Putnam CEO Robert Reynolds, speaking on Thursday in New York at Putnam Investments’ 2012 Investment Outlook Briefing, called for looking at risk “through a new lens” to find “better ways to balance risk with and also discover new sources of income.”
Saying that such an initiative would of necessity take place in a “post-crisis environment that poses multiple, overlapping challenges,” Reynolds (left) called for advisors and their partners to offer “more modern solution sets, using new portfolio construction tools to complement existing strategies, to help them manage a growing pool of volatility factors.”
As an example of an investing vehicle that does just that, Reynolds cited Putnam’s four-fund suite of absolute return funds–Absolute Return 100, Absolute Return 300 Absolute Return 500 and Absolute Return 700–that as of their three-year anniversary on Jan. 13, 2012, had returned 85% of their three-year performance targets–three-year annualized returns of 1%, 3%, 5% and 7% over Treasury bills. Those funds have received $3.5 billion in inflows through 12,000 advisors on more than 600 BD platforms, Reynolds reported.

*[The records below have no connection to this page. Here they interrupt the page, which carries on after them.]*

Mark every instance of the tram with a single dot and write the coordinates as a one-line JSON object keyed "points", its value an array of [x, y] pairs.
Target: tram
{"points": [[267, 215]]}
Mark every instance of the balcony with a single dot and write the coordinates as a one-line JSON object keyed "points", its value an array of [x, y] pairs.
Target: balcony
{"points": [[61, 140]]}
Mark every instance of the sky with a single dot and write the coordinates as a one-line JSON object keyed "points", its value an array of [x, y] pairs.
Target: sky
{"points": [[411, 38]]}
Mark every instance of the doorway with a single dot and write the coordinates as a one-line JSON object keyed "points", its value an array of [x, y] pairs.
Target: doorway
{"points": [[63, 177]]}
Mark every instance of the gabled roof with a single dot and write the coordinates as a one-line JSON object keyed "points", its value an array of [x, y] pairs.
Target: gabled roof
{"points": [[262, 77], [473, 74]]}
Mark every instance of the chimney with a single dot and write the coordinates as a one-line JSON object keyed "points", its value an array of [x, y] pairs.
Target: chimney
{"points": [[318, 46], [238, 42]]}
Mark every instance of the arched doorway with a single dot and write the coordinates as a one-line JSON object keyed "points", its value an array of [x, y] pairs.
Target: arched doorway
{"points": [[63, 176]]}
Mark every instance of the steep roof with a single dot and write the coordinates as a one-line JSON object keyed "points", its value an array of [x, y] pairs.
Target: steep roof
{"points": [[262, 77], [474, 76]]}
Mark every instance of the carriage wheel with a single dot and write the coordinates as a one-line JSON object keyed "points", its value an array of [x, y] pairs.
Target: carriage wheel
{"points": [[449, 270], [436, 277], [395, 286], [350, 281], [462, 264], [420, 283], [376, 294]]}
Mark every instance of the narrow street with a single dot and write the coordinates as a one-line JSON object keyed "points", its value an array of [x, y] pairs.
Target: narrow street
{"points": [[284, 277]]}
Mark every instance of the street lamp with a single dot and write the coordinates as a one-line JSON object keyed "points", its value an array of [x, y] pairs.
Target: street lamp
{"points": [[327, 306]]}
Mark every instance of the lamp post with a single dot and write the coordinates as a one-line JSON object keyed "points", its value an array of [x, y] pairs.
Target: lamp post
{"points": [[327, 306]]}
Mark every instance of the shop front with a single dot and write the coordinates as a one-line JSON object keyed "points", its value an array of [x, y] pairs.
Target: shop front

As for managing risk, the four funds had the following standard deviations and Sharpe ratios over those three years:
Fund Name/Ticker Standard Deviation Sharpe Ratio
1/1/2009 to 12/31/2011 1/1/2009 to 12/31/2011
Absolute Return 100 (PARTX) 1.39 0.69
Absolute Return 300 (PTRNX) 2.88 0.73
Absolute Return 500 (PJMDX) 4.16 1.01
Absolute Return 700 (PDMAX) 5.08 1.15
In addition to gaining advisor acceptance for these low volatility funds, Reynolds said advisor interest in vehicles that allow for greater tactical movement has led Putnam to change the name of its suite of asset allocation funds to “Putnam Dynamic Asset Allocation Funds.” Last fall, Putnam also introduced a new fund called the Putnam Dynamic Risk Allocation Fund (PDRFX) that uses a tactical bottom-up securities selection process, and a form of ‘risk parity,’ a strategy formerly used only for Putnam institutional investors.